As its name suggests, the Lit Lab tackles literary problems by scientific means: hypothesis-testing, computational modeling, quantitative analysis. Similar efforts are currently proliferating under the broad rubric of “digital humanities,” but Moretti’s approach is among the more radical. He advocates what he terms “distant reading”: understanding literature not by studying particular texts, but by aggregating and analyzing massive amounts of data.

We need distant reading, Moretti argues, because its opposite, close reading, can’t uncover the true scope and nature of literature. Let’s say you pick up a copy of “Jude the Obscure,” become obsessed with Victorian fiction and somehow manage to make your way through all 200-odd books generally considered part of that canon. Moretti would say: So what? As many as 60,000 other novels were published in 19th-century England — to mention nothing of other times and places. You might know your George Eliot from your George Meredith, but you won’t have learned anything meaningful about literature, because your sample size is absurdly small. Since no feasible amount of reading can fix that, what’s called for is a change not in scale but in strategy. To understand literature, Moretti argues, we must stop reading books.

Check out the rest HERE.

One thought on “Distant Reading

  1. And then A.I. created man in its own image.
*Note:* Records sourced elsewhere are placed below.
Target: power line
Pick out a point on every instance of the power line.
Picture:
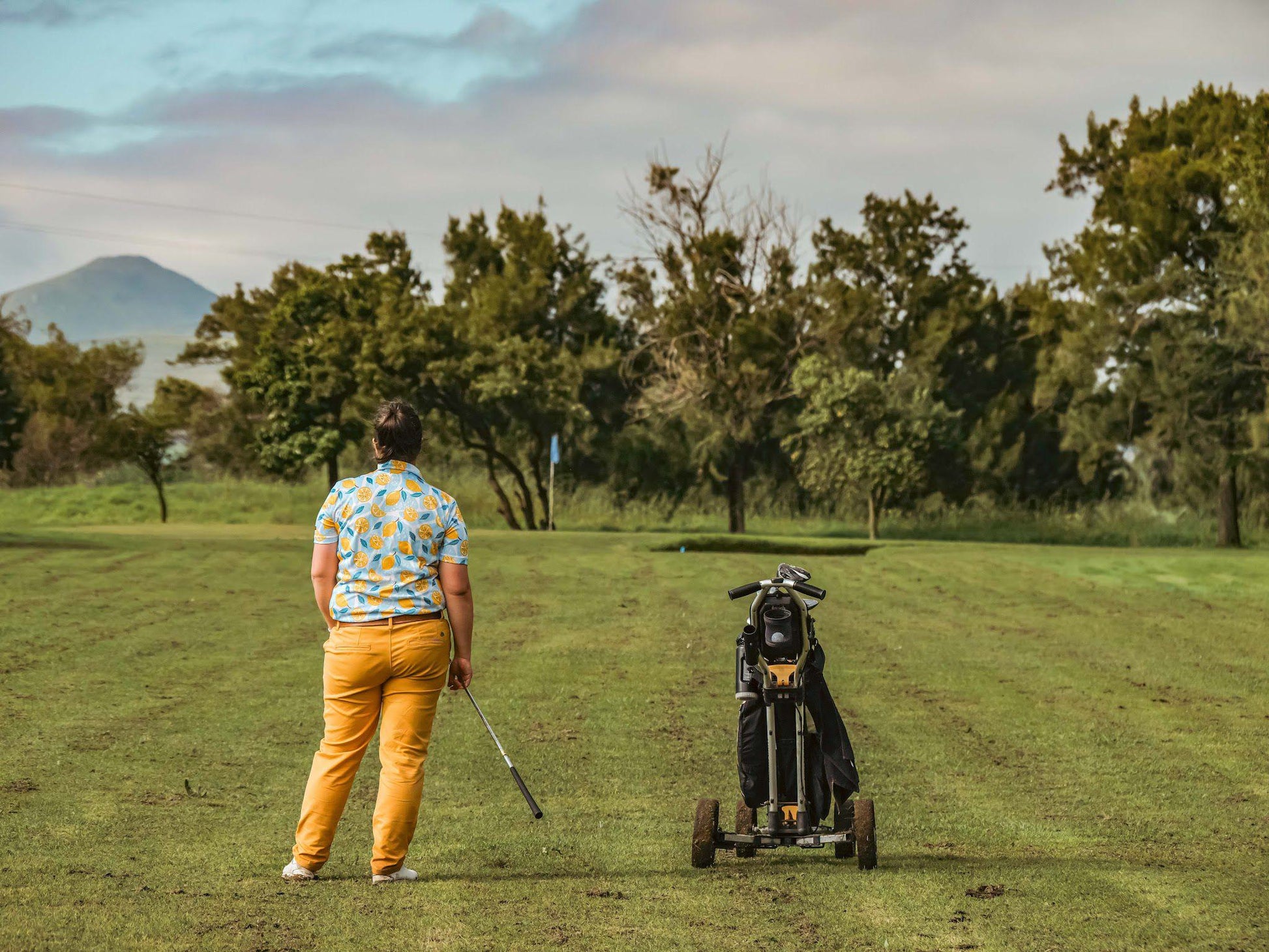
(141, 239)
(203, 210)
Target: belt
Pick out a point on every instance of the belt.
(401, 619)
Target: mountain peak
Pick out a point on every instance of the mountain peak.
(116, 296)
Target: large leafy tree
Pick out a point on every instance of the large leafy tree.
(721, 316)
(519, 348)
(1146, 351)
(900, 293)
(68, 399)
(146, 438)
(861, 432)
(303, 355)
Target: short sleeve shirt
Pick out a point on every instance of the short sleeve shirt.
(394, 529)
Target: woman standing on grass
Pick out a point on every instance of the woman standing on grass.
(390, 556)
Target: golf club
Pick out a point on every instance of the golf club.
(516, 775)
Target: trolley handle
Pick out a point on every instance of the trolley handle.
(806, 589)
(809, 591)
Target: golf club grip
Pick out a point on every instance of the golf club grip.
(533, 804)
(810, 591)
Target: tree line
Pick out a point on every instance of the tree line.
(869, 366)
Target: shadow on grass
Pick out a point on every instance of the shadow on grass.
(762, 546)
(779, 862)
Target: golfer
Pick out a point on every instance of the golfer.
(390, 561)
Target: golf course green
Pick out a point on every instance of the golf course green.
(1066, 748)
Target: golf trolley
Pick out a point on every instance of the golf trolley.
(786, 764)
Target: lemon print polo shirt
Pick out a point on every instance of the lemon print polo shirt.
(394, 529)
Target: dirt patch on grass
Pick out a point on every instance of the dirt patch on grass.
(987, 891)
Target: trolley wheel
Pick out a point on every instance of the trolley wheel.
(747, 819)
(704, 833)
(866, 834)
(843, 822)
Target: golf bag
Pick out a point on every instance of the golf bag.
(829, 762)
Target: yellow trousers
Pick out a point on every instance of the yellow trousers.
(387, 674)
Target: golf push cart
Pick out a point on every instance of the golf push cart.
(801, 773)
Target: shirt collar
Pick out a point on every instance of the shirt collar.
(399, 466)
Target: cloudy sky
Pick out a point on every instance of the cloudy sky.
(245, 134)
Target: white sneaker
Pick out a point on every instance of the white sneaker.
(295, 872)
(401, 875)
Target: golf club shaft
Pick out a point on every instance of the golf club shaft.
(516, 775)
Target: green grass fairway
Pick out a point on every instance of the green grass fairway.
(1084, 728)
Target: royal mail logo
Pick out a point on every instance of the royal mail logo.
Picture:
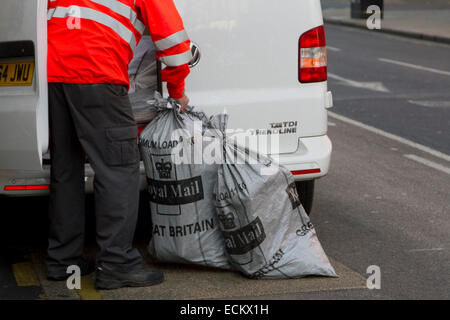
(247, 238)
(173, 193)
(227, 220)
(164, 169)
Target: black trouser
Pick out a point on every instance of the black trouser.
(94, 120)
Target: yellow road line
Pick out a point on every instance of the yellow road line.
(87, 291)
(25, 274)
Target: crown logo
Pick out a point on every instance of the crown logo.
(227, 220)
(164, 169)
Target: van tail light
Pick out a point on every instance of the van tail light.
(313, 56)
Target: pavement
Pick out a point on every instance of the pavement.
(428, 20)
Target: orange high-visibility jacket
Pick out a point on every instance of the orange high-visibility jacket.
(92, 41)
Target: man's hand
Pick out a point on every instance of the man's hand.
(183, 102)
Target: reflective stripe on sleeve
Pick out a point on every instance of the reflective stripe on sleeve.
(172, 41)
(102, 18)
(177, 59)
(123, 10)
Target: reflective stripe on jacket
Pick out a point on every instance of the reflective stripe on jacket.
(92, 41)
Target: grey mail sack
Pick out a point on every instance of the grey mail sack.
(268, 234)
(185, 226)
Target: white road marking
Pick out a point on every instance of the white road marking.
(373, 86)
(331, 124)
(333, 49)
(391, 136)
(424, 250)
(414, 66)
(428, 163)
(431, 104)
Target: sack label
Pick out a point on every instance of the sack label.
(176, 192)
(183, 230)
(245, 239)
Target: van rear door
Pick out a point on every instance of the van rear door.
(23, 84)
(249, 65)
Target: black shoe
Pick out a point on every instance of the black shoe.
(109, 279)
(59, 274)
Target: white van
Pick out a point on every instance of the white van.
(264, 61)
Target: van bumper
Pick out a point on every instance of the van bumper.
(311, 160)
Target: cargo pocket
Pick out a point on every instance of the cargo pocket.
(122, 148)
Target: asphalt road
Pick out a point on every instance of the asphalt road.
(385, 202)
(381, 205)
(405, 83)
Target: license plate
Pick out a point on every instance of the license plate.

    The only models of intelligence catching any buzz these days are based on computer search strategies and a somewhat simplistic metaphor (i.e. “The mind is a computer!”). The article isn’t exactly clear as to Moretti’s approach but I think it is safe to say that he’s reduced “literature” and “reading” to information processing.

    A lot of humanities and social science research is going the information processing route and not always in a credible kind of way. Moretti’s approach is kind of a mess but it struck me as revealing at least one useful thing.

    The article mentions that Moretti’s experiment didn’t go as planned.

    THE ARTICLE: In its January pamphlet, for instance, the team fed 30 novels identified by genre into two computer programs, which were then asked to recognize the genre of six additional works. Both programs succeeded — one using grammatical and semantic signals, the other using word frequency. At first glance, that’s only medium-interesting, since people can do this, too; computers
    pass the genre test, but fail the “So what?” test. It turns out, though, that people
    and computers identify genres via very different features. People recognize, say,
    Gothic literature based on castles, revenants, brooding atmospheres, and the
    greater frequency of words like “tremble” and “ruin.” Computers recognize
    Gothic literature based on the greater frequency of words like . . . “the.” Now,
    that’s interesting.

    ME, AVRAMAKIS: The key thing here is that Moretti did not allow the programs to categorize a random selection of novels; rather, he fed them pre-selected novels (i.e. he imposed the categories). Then he simply fed them six more pre-selected novels.

    In other words, without this category of “Gothic literature” imposed onto the A.I. that category would have disappeared. Indeed, it did disappear since the A.I. didn’t notice castles and such but only the greater frequency of definite articles.

    Why is Moretti’s result useful?

    1. This demonstrates that information processing and (distant) reading are not the same. Let Moretti truly turn the A.I. loose and then let’s see how it categorizes the novels. (My guess is you still wouldn’t end up with either “literature” or “reading.”)
    2. This demonstrates the same principle for people: information processing and reading are not the same. Reading is not only content-based, reading is contextual and linked to categories that are created and shared by a particular culture. That’s how (useful) meaning gets made. Students often notice peculiar aspects of a text, such as the frequency of definite articles, but so what? That reveals intelligence of course, but learning about Gothic literature is what matters. No amount of graphic organizers or oral reading can make up for the lack of content and category. (International students always struggle to make sense of things like allusions to the Civil War, for example.)
    3. Imposing simplistic metaphors from the world of economics and business onto education doesn’t work for me, either. (THE ARTICLE: Indeed, Moretti often mistakes metaphor for fact.)
    4. This reveals that I’m willing to swing for the fence sometimes for just about anything. Any computer experts or reading experts want to jump in here?

    THE ARTICLE: To understand literature, Moretti argues, we must stop reading books.

    ME, AVRAMAKIS : Oh. I’ve been gone for a few months. Did I miss anything?